After making the rounds on nearly every major news network, Brittany Patterson still faces charges after police arrested her for allowing her 10-year-old son to walk alone through their small Georgia town.
The Facts
Patterson, 41, could face prison time if convicted of “reckless conduct.”
Bodycam footage shows Fannin County Sheriff’s Office deputies arresting the mom for “reckless endangerment,” a charge that technically does not exist. The deputy also claimed the law prohibits a 10-year-old from walking alone, but no statute like that exists in Georgia. During the arrest, Patterson appears bewildered by the accusations levied against her.
Patterson left her soon-to-be eleven-year-old son, Soren, at home alone while she took her other son to a doctor’s appointment. After someone reported Soren walking into town, deputies located him and brought him home. They returned later to arrest Patterson.
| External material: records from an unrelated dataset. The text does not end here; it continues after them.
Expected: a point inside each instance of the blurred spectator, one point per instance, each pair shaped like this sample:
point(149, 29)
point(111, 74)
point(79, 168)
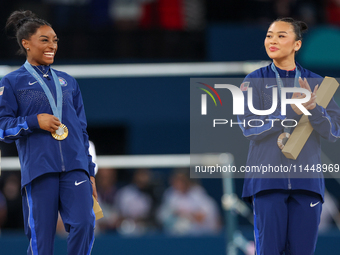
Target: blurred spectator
point(136, 203)
point(333, 12)
point(3, 210)
point(187, 209)
point(11, 191)
point(106, 181)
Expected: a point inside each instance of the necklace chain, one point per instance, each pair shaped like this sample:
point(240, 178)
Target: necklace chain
point(45, 75)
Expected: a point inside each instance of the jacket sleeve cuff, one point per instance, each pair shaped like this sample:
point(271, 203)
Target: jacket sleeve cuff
point(91, 169)
point(32, 122)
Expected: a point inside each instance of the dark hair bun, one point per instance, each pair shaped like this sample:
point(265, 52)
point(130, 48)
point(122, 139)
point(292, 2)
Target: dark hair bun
point(299, 27)
point(303, 26)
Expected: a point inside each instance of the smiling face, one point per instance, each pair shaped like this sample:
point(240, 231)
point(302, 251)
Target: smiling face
point(42, 46)
point(281, 43)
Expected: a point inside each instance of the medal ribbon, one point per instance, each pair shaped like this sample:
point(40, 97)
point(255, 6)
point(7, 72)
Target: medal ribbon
point(56, 107)
point(280, 84)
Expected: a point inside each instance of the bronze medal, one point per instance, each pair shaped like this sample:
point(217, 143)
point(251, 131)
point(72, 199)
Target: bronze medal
point(61, 133)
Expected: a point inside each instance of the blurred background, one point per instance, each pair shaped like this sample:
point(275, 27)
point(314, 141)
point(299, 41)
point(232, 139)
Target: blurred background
point(160, 210)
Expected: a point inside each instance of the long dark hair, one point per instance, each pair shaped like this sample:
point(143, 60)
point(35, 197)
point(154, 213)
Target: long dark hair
point(25, 24)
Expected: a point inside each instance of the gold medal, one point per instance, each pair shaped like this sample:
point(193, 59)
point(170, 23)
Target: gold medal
point(61, 133)
point(282, 140)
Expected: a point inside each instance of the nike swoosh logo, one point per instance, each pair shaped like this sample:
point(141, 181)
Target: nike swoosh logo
point(312, 205)
point(31, 83)
point(270, 86)
point(78, 183)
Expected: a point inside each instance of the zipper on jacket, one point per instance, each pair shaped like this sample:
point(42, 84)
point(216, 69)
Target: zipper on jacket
point(62, 158)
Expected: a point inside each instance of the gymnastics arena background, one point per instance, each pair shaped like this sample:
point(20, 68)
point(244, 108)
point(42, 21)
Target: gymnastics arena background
point(135, 86)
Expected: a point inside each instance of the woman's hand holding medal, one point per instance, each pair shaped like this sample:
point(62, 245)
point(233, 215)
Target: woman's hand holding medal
point(310, 105)
point(48, 122)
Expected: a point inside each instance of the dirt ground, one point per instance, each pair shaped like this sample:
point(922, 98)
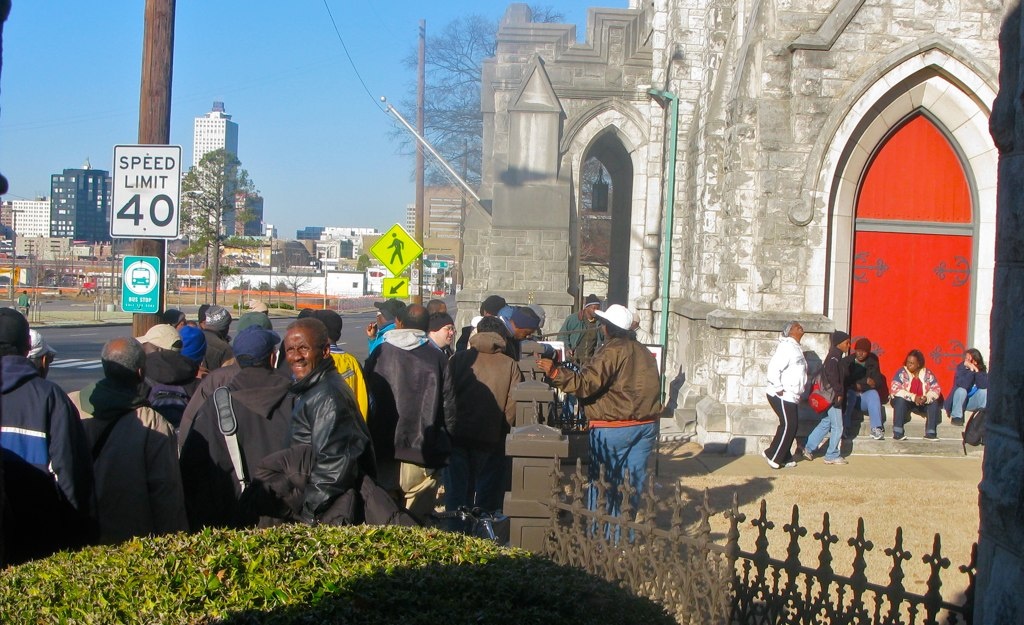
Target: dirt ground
point(924, 497)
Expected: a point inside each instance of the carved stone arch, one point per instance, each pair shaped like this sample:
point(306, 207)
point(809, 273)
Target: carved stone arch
point(608, 124)
point(952, 93)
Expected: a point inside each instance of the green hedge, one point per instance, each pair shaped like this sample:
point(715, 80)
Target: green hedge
point(298, 574)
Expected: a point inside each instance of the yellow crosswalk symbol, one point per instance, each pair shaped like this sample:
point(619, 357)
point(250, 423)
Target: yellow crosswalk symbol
point(396, 249)
point(395, 287)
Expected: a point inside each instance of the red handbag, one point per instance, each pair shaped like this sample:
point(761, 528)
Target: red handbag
point(821, 397)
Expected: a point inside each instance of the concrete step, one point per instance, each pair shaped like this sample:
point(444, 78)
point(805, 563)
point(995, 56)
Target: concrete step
point(858, 440)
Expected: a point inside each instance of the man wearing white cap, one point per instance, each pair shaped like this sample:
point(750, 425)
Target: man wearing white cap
point(622, 391)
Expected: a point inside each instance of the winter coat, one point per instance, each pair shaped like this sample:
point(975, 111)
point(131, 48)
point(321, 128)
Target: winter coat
point(262, 407)
point(965, 378)
point(350, 371)
point(138, 485)
point(621, 383)
point(786, 371)
point(327, 418)
point(413, 400)
point(48, 478)
point(859, 373)
point(835, 374)
point(483, 378)
point(900, 386)
point(217, 350)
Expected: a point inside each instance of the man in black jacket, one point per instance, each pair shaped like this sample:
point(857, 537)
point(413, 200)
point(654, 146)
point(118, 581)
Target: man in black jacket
point(47, 466)
point(326, 417)
point(262, 409)
point(413, 399)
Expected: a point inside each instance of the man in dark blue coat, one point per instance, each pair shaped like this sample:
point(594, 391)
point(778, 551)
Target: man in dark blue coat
point(47, 464)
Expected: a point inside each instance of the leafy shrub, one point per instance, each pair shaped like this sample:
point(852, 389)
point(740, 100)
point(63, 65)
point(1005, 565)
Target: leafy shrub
point(299, 574)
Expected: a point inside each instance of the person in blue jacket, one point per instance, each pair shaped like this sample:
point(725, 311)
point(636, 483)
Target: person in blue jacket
point(970, 386)
point(47, 463)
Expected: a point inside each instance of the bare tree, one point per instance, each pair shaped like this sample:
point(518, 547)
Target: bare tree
point(453, 121)
point(208, 199)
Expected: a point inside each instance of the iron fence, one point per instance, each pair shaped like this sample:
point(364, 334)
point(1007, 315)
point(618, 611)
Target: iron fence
point(650, 549)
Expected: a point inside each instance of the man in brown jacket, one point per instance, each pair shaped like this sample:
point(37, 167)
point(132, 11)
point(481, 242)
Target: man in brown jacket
point(621, 389)
point(135, 456)
point(483, 378)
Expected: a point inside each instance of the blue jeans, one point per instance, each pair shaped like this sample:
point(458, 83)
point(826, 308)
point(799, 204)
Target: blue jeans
point(866, 401)
point(963, 403)
point(830, 423)
point(619, 450)
point(474, 478)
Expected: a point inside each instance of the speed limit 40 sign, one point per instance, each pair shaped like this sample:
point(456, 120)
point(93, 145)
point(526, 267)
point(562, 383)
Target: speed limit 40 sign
point(146, 192)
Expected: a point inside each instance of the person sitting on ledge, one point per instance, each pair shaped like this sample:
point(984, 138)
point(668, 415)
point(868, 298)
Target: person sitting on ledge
point(970, 386)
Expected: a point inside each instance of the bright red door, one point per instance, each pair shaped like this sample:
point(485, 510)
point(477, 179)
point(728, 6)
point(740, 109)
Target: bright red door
point(912, 252)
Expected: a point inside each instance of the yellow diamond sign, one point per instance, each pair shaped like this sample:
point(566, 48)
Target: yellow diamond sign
point(396, 249)
point(395, 287)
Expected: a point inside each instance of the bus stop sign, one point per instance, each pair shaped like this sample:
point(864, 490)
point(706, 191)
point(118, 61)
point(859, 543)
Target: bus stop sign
point(140, 285)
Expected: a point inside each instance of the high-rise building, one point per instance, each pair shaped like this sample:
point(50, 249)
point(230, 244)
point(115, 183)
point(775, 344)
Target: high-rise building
point(215, 130)
point(80, 204)
point(27, 217)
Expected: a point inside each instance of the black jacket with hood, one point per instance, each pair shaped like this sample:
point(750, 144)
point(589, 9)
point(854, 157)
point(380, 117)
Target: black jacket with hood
point(47, 466)
point(413, 399)
point(327, 417)
point(262, 408)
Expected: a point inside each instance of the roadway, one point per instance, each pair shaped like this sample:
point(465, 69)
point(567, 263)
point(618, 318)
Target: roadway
point(77, 363)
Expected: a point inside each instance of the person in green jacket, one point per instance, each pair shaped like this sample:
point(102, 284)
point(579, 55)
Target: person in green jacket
point(581, 331)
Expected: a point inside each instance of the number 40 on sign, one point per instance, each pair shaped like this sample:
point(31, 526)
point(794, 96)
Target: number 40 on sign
point(146, 192)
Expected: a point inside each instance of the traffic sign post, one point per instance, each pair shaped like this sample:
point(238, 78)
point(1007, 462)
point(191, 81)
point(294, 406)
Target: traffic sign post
point(140, 285)
point(395, 287)
point(144, 201)
point(396, 249)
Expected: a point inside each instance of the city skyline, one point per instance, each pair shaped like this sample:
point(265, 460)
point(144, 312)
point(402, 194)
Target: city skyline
point(313, 138)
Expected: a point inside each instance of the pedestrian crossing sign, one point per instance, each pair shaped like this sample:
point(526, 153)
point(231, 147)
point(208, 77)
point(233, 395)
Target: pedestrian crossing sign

According to Patterson’s lawyer, authorities offered to drop the charge if she signed a safety plan and installed a GPS tracker on her son’s phone. She refused to do so.
Analysis
Patterson and her son live in Mineral Bluff, GA. The town has a population of 223. The walk from Patterson’s home to the single 4-way stop in town is exactly one mile. Her 10-year-old son walked alongside a two-lane road with a speed limit of 35 miles per hour.
David Delugas, her attorney, claims deputies arrested Patterson for violating a statute already ruled unconstitutional by the Georgia Supreme Court. That is, in fact, true. In Hall v. State, the state’s highest court ruled the statute violates the due process rights guaranteed by the state and federal constitutions. In its opinion filed May 12, 1997, the court found the law “vaguely worded so as to encourage arbitrary and selective enforcement by police.” That particular case presented much more serious facts, including the death of a child left under the care of a 12-year-old.
Opinion
Delugas says, “Parents everywhere need to be concerned.” Yes, they should. Not only can someone “with a uniform, a badge, and a gun…get an arrest warrant at any time for anything,” but government agencies wield nearly this same power. Child Protection Services can interrogate your child at school without your permission. CPS can show up at your home and remove your children. In some cases, police do not even need a warrant to remove a child.
In my case, a CPS worker lied to the police. Minneapolis police violated the Fourth Amendment and Fourteenth Amendment of the U.S. Constitution by threatening to arrest me if I did not surrender my three little girls. They had no evidence of harm (none existed). The CPS worker had only a safety plan, which I had refused to sign.